The Version of Me That Took the Floor
- Mariana Alvarez
- Apr 30
- 4 min read
A couple of weeks ago, I stepped into my first dance competition with no expectation of winning anything.
I did not sign up because I wanted a trophy, a placement, or some big external validation. I signed up because I wanted to dance a lot, have fun, and experience something new. I was excited, a little nervous, and curious to see how I would feel in such a large room, surrounded by music, lights, people, and so many dancers who clearly knew what they were doing. Part of me wanted to simply enjoy it. Another part of me was wondering how I would perform in that kind of setting.
However, as I got ready that day, I started to realize the experience was about more than dance.
It was about dressing up. Taking care of myself. Doing my hair. Adding a little makeup. Putting on the dress, the shoes, and allowing myself to feel feminine, elegant, soft, and beautiful without needing to apologize for it. That could sound simple for many, but for me it was not.
After my divorce, I spent many years living in a kind of energy that was necessary for survival and rebuilding. I had to be strong. I had to protect. I had to provide. I had to make decisions, hold things together, keep moving, and build a new life while still showing up as a mother and as a business owner.
Don’t get me wrong that strength served me. I am grateful for it, it brought me here.
But strength can become heavy when it is the only place we know how to live from.
At some point, I had to ask myself if I wanted to keep moving through life only as the woman who holds everything together, or if I was willing to allow another part of me to return: the softer part, the lighter part, and I am falling in love with this part of myself again.
The part of me that enjoys beauty, movement, music, presence, and joy without needing to justify it.
That day, femininity had nothing to do with looking a certain way or performing some ideal version of womanhood. It was simpler than that. Feeling light, soft, present in my own body. Loving it as it is, not as a project to finish before I earn the right to feel beautiful.
It was about taking up space without the pressure to hold everything together.
That was the real growth. Not the steps, not the timing, not the performance. Just allowing myself to be seen.
For many years, there was a version of me that would have been scared to show up that way. A version that did not believe she was pretty enough, good enough, graceful enough, or capable of doing something outside the ordinary rhythm of desk work, responsibility, and survival.
But healing asks something different from us at each stage. There is a stage where we survive, a stage where we rebuild, a stage where we become strong again, and then there is a stage where we have to learn how to soften without feeling unsafe.
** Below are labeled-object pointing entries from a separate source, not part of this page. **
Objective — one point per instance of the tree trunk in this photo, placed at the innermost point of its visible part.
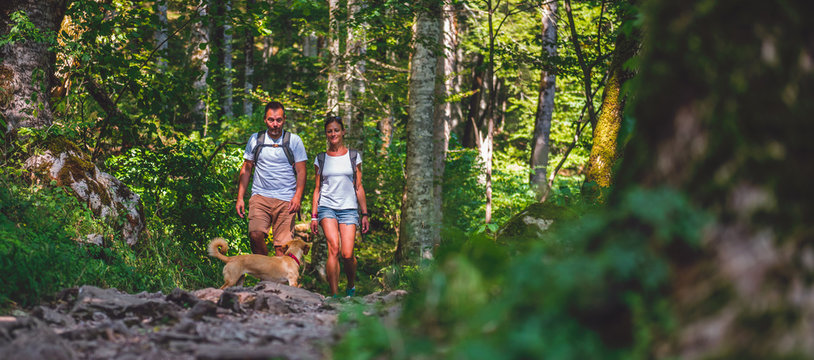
(248, 70)
(723, 113)
(354, 71)
(442, 115)
(27, 67)
(228, 100)
(471, 137)
(605, 150)
(545, 104)
(416, 228)
(200, 58)
(333, 50)
(161, 34)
When I stepped onto the dance floor for my very first heat, I felt calm and anxious at the same time. I was not fully relaxed, but I was not consumed by fear either. I could feel the energy of the room, see the other dancers around me, and I knew there were people watching.
As I danced, something inside of me softened. I did not feel like an outsider. I did not feel like I had to prove I belonged there. I felt worthy of being there. I felt enough. I felt like I was allowed to pursue things that bring me joy, even when they do not fit into the practical, responsible, always-working version of myself.
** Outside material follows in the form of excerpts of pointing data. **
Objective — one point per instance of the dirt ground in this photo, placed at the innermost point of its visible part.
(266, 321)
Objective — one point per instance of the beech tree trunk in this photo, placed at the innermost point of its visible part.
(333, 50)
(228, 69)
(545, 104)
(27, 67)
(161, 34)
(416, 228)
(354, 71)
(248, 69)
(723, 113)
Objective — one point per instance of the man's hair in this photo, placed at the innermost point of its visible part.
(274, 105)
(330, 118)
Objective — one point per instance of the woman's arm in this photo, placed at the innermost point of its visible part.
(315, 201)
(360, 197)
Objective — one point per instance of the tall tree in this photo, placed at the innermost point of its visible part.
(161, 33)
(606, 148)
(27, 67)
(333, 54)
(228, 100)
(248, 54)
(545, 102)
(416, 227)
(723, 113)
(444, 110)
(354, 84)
That moment stayed with me because confidence is not something we achieve before we act. Confidence grows after we take the step. It grows when we allow ourselves to be beginners, when we enter spaces that stretch us, and when we realize that discomfort is not always a warning. Sometimes discomfort is simply the feeling of a new version of ourselves arriving.
As i have been seeking to be more graceful, I learned that weekend that grace, is not only something we see from the outside. Grace is internal first. It is a state of mind and spirit where we feel light and at peace with ourselves.
Maybe there is a floor in front of you too. Maybe it is not a dance floor, but a conversation you keep avoiding, a dream you keep postponing, a decision you keep delaying, a boundary you need to honor, or a part of yourself you have been afraid to let the world see.
Maybe you have been waiting to feel ready, confident, or worthy before you take the first step. But maybe readiness is not the requirement. Willingness is.
I did not step onto that dance floor because I felt fully ready. I stepped onto it because I wanted to live a little more fully. I wanted to feel the music, the movement, the beauty, the courage, and maybe even meet a version of myself I had been slowly becoming for years. That was the version of me that took the floor.
Maybe the next version of ourselves does not arrive through thinking, planning, or waiting to feel ready. Maybe she arrives when we finally take the floor.